Хидэко поднялась и собралась было уходить, но, слегка поколебавшись, сказала:
— Знаете, я хочу в этом году хоть разок устроить супружескую ссору, поэтому… расскажу вам, пожалуй, то, что муж строжайше запретил вам говорить.
Она улыбнулась, увидев, что я невольно привстал.
— Что еще такое?
— Французский перевод «Умереть в Париже» вышел в Париже в 1953 году. Так? Года через два появился французский перевод «Потомка самурая», вы получили от Французской академии орден дружбы, были выдвинуты Шведской академией на Нобелевскую премию. Правильно? После этого выходили и другие французские переводы ваших книг, и не только во Франции, но и в Бельгии и в Швейцарии, по вашим словам, у вас было много читателей. Когда муж учился во Франции, все ваши книги были уже распроданы, невозможно было купить ни в одном магазине, но, как рассказывал муж, многие читатели, узнав, что он японец, спрашивали его о вас и при этом были уверены, что вас уже нет в живых.
— Это вполне естественно. В Париже я давно покойник.
— В связи с этим вот что сказал муж… Писатель, которому перевалило за девяносто и который пишет великолепные книги, нисколько не устарел, более того, он на протяжение трех лет публикует замечательную трилогию, и если бы об этом стало известно, это произвело бы сенсацию во всем мире, осуществились бы надежды многих людей… Поэтому он подумывает о том, как бы издать вашу трилогию во Франции. Наметил это себе одним из дел на предстоящий год… А признался мне в этом на Новый год.

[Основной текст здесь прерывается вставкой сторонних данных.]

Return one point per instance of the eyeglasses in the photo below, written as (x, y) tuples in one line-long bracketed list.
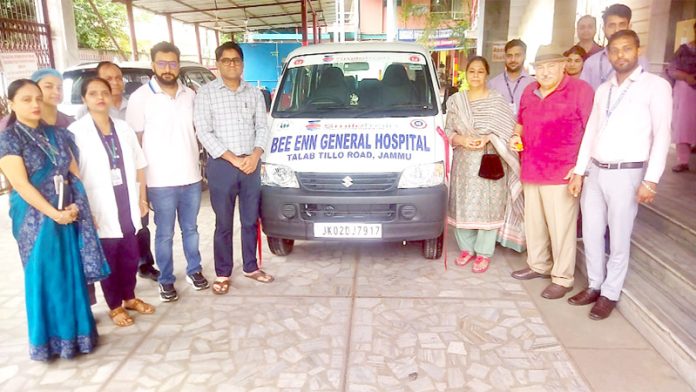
[(237, 61), (165, 64)]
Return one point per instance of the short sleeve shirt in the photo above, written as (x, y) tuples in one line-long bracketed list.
[(552, 130), (168, 137)]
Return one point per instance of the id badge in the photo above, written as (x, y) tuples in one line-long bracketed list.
[(116, 178)]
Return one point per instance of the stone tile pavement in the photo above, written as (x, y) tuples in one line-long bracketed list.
[(339, 317)]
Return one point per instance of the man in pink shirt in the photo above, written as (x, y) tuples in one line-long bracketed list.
[(551, 121), (622, 158)]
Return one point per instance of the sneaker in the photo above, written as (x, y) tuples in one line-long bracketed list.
[(198, 281), (148, 272), (168, 292)]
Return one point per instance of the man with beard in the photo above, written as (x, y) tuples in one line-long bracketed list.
[(161, 112), (514, 79), (622, 157), (597, 68), (552, 118), (230, 119)]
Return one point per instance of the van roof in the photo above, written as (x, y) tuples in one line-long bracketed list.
[(348, 47)]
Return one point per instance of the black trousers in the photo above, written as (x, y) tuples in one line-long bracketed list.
[(143, 237)]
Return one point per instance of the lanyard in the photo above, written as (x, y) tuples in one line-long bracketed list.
[(513, 91), (42, 142), (602, 76), (111, 149), (610, 107)]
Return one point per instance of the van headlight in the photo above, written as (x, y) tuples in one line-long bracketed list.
[(422, 176), (278, 175)]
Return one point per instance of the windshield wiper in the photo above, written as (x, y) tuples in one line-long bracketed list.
[(390, 108)]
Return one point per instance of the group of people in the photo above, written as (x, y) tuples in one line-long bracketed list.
[(83, 188), (591, 130)]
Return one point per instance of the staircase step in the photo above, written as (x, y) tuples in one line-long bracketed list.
[(663, 310), (671, 246)]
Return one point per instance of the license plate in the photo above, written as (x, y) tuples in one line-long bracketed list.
[(348, 230)]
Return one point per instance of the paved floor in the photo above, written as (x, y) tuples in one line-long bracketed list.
[(342, 317)]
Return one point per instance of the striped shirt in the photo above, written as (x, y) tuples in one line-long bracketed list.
[(229, 120)]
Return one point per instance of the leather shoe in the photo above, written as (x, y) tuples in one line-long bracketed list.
[(682, 167), (584, 297), (602, 308), (555, 291), (148, 272), (528, 273)]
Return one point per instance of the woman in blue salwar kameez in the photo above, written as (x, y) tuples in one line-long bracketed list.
[(58, 244)]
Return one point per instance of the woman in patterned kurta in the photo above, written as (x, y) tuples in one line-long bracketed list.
[(683, 70), (58, 247), (482, 211)]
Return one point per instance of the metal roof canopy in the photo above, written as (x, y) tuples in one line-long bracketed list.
[(237, 16), (241, 15)]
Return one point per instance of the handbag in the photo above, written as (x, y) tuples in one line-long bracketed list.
[(491, 166)]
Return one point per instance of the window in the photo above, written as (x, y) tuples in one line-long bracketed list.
[(351, 85)]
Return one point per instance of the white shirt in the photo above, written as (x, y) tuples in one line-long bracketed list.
[(95, 172), (169, 140), (114, 112), (597, 68), (636, 130)]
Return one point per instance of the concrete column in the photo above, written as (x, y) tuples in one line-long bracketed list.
[(564, 23), (495, 30), (63, 33)]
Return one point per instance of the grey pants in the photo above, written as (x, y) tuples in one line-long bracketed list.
[(609, 198)]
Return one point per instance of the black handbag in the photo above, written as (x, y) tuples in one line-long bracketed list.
[(491, 166)]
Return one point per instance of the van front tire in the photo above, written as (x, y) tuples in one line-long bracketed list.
[(280, 246), (432, 248)]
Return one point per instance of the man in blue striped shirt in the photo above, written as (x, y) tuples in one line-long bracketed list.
[(230, 119)]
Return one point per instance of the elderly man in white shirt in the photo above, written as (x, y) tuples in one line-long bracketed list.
[(622, 157)]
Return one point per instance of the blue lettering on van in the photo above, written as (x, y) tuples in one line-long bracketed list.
[(401, 141), (345, 141), (281, 144), (305, 142)]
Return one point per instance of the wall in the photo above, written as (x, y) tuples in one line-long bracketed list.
[(63, 33), (372, 17)]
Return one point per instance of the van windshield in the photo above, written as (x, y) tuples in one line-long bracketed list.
[(353, 85)]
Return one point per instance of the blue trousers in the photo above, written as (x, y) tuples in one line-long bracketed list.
[(226, 183), (169, 203)]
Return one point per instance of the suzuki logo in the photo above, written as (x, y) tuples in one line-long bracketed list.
[(347, 181)]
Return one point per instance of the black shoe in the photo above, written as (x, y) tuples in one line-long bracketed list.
[(198, 281), (148, 272), (168, 292)]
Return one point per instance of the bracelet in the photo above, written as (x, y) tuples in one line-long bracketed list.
[(648, 187)]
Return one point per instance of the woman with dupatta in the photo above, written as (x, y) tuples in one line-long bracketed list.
[(683, 70), (52, 224), (483, 211)]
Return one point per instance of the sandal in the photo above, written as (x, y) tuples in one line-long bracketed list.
[(139, 306), (464, 258), (481, 264), (221, 286), (120, 317), (260, 276)]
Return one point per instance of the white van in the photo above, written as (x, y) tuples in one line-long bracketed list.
[(357, 148)]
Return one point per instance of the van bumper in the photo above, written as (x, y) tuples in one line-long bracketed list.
[(405, 214)]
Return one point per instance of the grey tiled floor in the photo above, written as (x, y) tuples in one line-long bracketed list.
[(340, 317)]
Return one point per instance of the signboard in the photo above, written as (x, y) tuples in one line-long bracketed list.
[(498, 52), (684, 33), (18, 65)]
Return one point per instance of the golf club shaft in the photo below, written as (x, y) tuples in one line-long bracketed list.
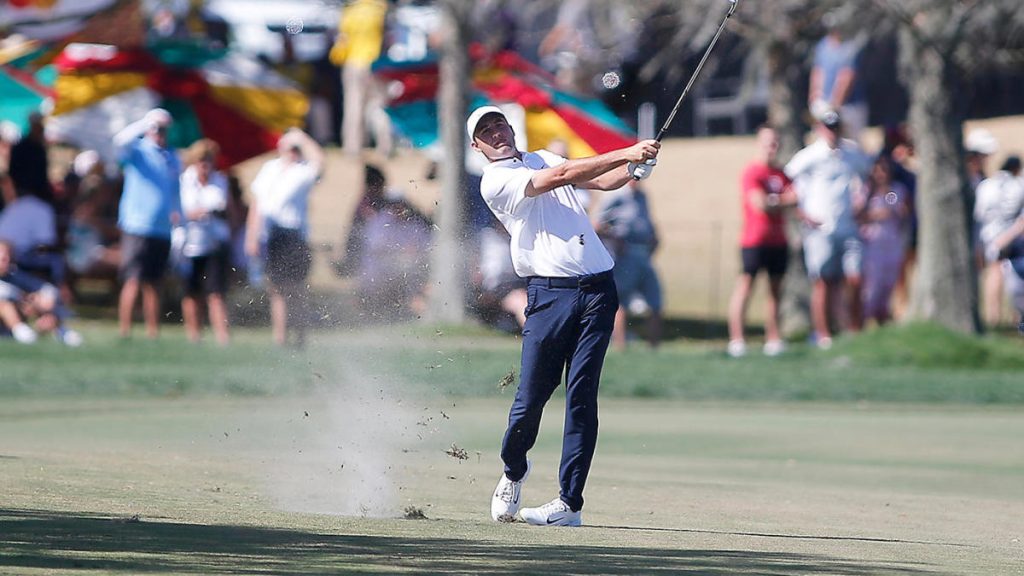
[(696, 72)]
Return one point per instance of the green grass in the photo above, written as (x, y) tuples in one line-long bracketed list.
[(165, 457), (206, 485), (911, 364)]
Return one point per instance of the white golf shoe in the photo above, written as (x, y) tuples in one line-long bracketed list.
[(505, 502), (555, 512)]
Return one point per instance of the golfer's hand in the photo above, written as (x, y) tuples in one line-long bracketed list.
[(642, 152)]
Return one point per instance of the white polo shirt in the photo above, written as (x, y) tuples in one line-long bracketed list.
[(825, 180), (283, 192), (551, 234)]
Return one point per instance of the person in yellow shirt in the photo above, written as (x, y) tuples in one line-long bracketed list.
[(360, 35)]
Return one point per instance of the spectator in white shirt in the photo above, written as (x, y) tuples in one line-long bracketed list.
[(279, 218), (207, 245)]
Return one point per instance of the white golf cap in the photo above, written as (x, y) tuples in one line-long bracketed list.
[(477, 115), (981, 140)]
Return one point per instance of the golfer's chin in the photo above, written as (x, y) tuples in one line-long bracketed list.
[(503, 153)]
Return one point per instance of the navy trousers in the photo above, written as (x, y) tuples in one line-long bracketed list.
[(568, 326)]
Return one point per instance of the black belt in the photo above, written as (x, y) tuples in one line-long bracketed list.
[(570, 281)]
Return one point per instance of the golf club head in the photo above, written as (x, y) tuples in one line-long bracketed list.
[(641, 171)]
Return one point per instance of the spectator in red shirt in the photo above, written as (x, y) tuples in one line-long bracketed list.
[(766, 194)]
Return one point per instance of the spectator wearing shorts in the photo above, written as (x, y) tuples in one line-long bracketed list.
[(766, 193), (207, 245), (825, 174), (998, 201), (279, 219), (624, 223), (150, 205)]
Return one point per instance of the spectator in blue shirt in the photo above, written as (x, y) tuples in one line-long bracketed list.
[(150, 206), (836, 82)]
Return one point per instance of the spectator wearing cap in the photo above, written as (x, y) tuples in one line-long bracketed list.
[(825, 175), (150, 206), (998, 202)]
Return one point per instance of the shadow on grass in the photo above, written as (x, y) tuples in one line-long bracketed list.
[(37, 539)]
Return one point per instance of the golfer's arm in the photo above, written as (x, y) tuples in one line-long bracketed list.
[(584, 172)]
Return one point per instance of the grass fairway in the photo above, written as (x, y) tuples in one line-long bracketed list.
[(140, 457)]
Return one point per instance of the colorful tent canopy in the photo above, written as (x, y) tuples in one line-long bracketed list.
[(229, 98), (585, 124), (23, 92)]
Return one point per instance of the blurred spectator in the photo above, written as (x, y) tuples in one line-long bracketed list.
[(92, 240), (207, 244), (394, 265), (979, 145), (998, 201), (899, 148), (1009, 246), (166, 26), (570, 48), (885, 215), (825, 173), (502, 293), (238, 213), (29, 162), (836, 83), (279, 218), (624, 223), (370, 203), (25, 297), (766, 193), (495, 25), (360, 35), (151, 203), (30, 225)]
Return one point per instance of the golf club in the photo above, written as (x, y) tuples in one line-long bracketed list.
[(641, 171)]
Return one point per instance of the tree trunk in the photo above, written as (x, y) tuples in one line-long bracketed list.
[(945, 289), (785, 74), (448, 264), (786, 96)]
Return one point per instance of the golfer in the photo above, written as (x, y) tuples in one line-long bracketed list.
[(571, 300)]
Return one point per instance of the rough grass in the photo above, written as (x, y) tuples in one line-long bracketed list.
[(918, 363)]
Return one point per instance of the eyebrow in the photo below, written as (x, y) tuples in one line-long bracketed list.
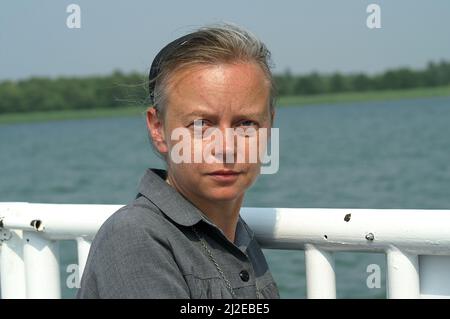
[(245, 115)]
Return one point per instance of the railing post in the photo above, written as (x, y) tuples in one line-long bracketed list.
[(41, 267), (83, 247), (12, 266), (403, 275), (320, 274)]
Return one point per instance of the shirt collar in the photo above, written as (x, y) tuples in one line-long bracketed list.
[(154, 187)]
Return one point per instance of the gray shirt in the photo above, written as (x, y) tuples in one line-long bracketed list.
[(162, 246)]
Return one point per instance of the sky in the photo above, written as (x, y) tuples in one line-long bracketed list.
[(304, 36)]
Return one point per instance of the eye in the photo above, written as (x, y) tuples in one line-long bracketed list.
[(201, 123), (249, 123)]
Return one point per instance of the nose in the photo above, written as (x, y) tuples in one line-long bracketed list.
[(226, 152)]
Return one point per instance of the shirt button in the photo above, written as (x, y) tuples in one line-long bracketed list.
[(244, 275)]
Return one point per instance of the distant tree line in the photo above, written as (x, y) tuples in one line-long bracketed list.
[(119, 89)]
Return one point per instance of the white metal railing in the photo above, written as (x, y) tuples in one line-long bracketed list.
[(416, 242)]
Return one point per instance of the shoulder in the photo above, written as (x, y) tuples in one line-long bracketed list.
[(136, 222)]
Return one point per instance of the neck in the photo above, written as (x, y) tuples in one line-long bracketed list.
[(224, 214)]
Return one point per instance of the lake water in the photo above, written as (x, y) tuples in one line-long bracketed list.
[(362, 155)]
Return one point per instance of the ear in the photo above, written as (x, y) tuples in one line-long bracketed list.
[(156, 130)]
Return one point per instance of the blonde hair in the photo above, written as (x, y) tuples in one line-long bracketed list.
[(224, 43)]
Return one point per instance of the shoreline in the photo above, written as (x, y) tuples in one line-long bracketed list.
[(283, 101)]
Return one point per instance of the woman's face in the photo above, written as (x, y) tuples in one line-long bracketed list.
[(216, 97)]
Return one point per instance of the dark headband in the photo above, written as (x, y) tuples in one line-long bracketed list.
[(160, 58)]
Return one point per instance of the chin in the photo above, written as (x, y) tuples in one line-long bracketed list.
[(224, 194)]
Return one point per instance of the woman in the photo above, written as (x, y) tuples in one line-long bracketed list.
[(183, 237)]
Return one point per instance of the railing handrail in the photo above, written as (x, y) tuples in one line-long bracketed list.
[(403, 234)]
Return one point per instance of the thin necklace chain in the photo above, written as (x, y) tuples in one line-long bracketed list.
[(210, 255)]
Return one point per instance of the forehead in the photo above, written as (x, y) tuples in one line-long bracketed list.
[(219, 89)]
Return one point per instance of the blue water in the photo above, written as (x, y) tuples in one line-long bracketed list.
[(360, 155)]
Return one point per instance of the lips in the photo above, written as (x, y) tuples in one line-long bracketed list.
[(224, 172), (224, 176)]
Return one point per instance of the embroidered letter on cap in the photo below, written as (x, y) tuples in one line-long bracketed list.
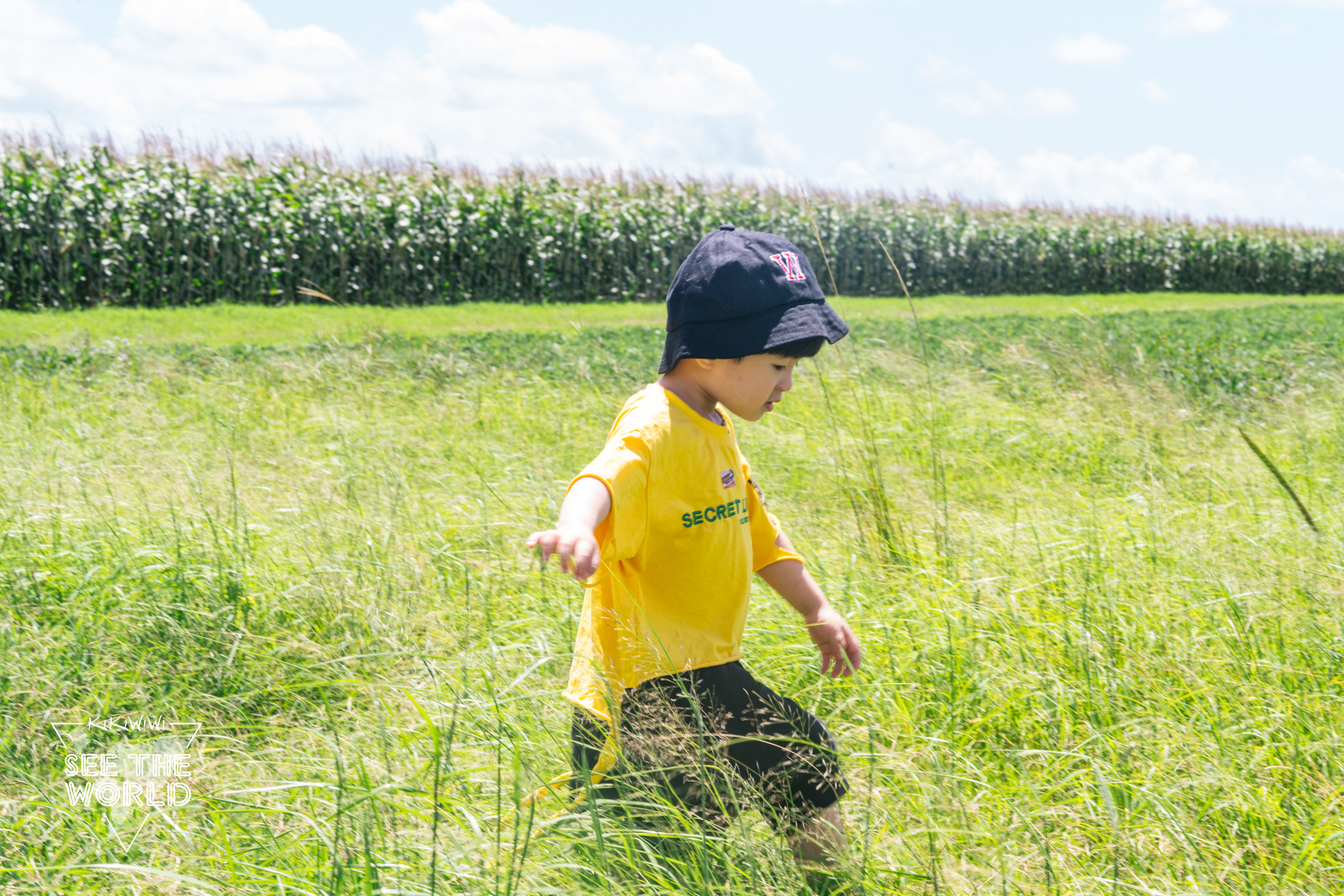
[(790, 263)]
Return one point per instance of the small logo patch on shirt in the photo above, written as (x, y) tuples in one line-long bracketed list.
[(790, 263)]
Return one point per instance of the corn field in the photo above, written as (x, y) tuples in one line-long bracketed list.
[(161, 229)]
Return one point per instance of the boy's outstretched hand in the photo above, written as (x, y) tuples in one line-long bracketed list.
[(585, 507), (573, 546), (839, 645), (835, 640)]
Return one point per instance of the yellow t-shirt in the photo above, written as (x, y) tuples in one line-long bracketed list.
[(686, 533)]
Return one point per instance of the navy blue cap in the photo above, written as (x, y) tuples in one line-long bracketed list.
[(741, 292)]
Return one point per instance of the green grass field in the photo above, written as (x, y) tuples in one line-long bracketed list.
[(1104, 651), (221, 326)]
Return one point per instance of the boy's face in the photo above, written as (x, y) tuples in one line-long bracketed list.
[(749, 388)]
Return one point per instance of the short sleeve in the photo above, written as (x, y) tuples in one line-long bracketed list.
[(765, 527), (624, 469)]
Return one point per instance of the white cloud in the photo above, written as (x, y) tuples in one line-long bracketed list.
[(917, 159), (1154, 92), (912, 159), (1048, 101), (1089, 50), (1181, 18), (485, 89), (943, 71)]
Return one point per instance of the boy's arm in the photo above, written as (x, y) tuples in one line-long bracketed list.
[(585, 507), (839, 647)]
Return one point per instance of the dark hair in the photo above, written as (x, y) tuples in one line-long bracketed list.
[(800, 349)]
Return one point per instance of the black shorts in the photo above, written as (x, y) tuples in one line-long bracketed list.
[(718, 741)]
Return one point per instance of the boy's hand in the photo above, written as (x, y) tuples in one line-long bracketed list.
[(575, 545), (585, 507), (839, 647)]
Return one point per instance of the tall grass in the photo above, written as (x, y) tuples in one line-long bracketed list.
[(162, 228), (1107, 660)]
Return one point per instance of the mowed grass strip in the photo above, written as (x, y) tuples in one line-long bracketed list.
[(1103, 649), (220, 326)]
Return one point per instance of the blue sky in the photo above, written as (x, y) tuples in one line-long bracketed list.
[(1210, 108)]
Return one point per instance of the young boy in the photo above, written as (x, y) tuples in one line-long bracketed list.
[(666, 529)]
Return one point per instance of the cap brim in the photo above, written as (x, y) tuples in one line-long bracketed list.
[(753, 335)]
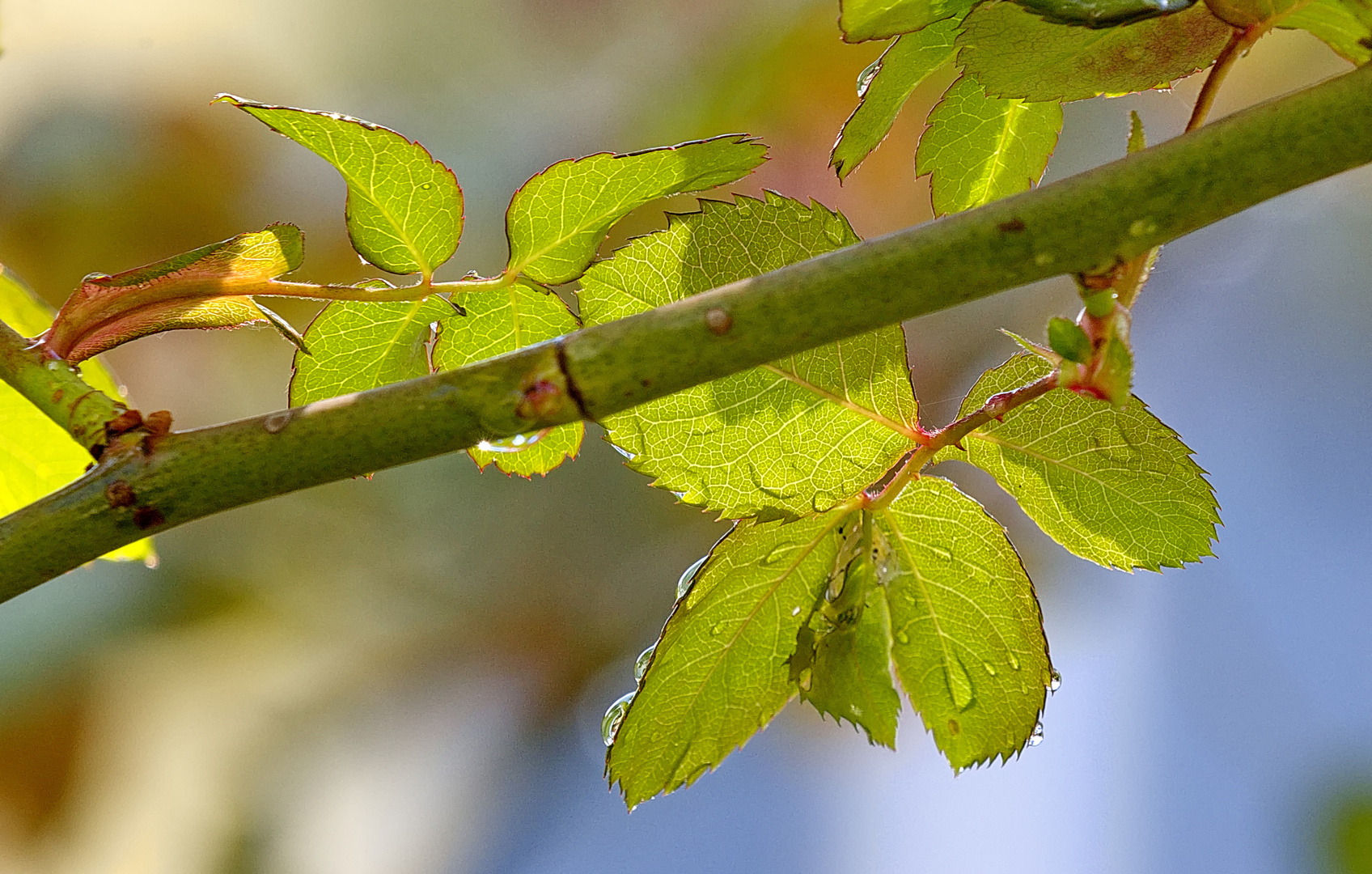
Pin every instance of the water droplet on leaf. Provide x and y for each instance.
(613, 716)
(688, 576)
(642, 662)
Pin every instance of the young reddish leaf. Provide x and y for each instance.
(203, 288)
(37, 456)
(1076, 63)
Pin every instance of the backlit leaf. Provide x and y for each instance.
(1076, 63)
(404, 207)
(881, 19)
(851, 674)
(969, 645)
(798, 435)
(1344, 25)
(497, 321)
(1102, 13)
(980, 148)
(1113, 486)
(36, 456)
(357, 346)
(884, 90)
(560, 217)
(719, 671)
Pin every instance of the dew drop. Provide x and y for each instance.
(688, 576)
(867, 76)
(613, 716)
(642, 662)
(959, 685)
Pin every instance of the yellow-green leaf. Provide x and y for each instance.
(719, 671)
(968, 634)
(404, 207)
(884, 88)
(790, 438)
(1115, 486)
(560, 217)
(980, 148)
(36, 456)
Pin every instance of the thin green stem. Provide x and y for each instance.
(952, 434)
(1066, 227)
(58, 390)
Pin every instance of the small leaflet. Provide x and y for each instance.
(980, 148)
(721, 670)
(559, 218)
(968, 634)
(884, 90)
(356, 346)
(1344, 25)
(498, 321)
(1113, 486)
(881, 19)
(404, 207)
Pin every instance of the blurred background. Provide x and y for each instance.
(406, 676)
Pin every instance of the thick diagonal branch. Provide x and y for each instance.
(1074, 225)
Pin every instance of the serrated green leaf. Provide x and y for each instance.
(356, 346)
(1076, 63)
(851, 672)
(980, 148)
(719, 671)
(1069, 341)
(559, 218)
(498, 321)
(969, 645)
(884, 90)
(881, 19)
(404, 207)
(36, 456)
(1117, 487)
(798, 435)
(1103, 13)
(1344, 25)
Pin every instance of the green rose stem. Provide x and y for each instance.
(1074, 225)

— Ты что-то сказала… Извини, я не расслышал.
— Перестаньте! Я вам сказала, зная, что это может привести к семейной ссоре!.. Неужели нельзя никак без нее обойтись? Пожалуйста, сядьте. Я повторю еще раз…
— В моем возрасте я стал туг на ухо, слышу только то, что мне по нраву.
С этими словами я пошел проводить Хидэко. Она на удивление долго задержалась взглядом на ветвях старой алой сливы. Может, ее удивило, что, несмотря на теплую зиму, слива еще не цветет?
Я сразу поднялся в кабинет на втором этаже и сел к столу. На столе меня ждала раскрытая рукопись. Рядом — тонкая шариковая ручка. Если подумать, вот уже пятьдесят лет я, сидя за столом, общаюсь с листами бумаги. Долгий срок! Всевозможные исторические события эпохи Сёва, происходившие за стенами моего дома, события, о которых в последние дни столько трещат журналисты, в большей или меньшей степени окатывали своими волнами и меня. Если бы они захватили меня целиком, я бы не смог сидеть один, склонившись над рукописью. С другой стороны, постоянно быть перед листом бумаги — какое испытываешь одиночество, какие душевные терзания! И так, день за днем, прошло много долгих-долгих лет…
Но что сказать о трудах, рождавшихся в муках на протяжении этих лет? Что, если они всего лишь отходы моей физиологии? Может быть, поэтому, когда я оглядываюсь назад, вся моя жизнь кажется на удивление короткой, как один день?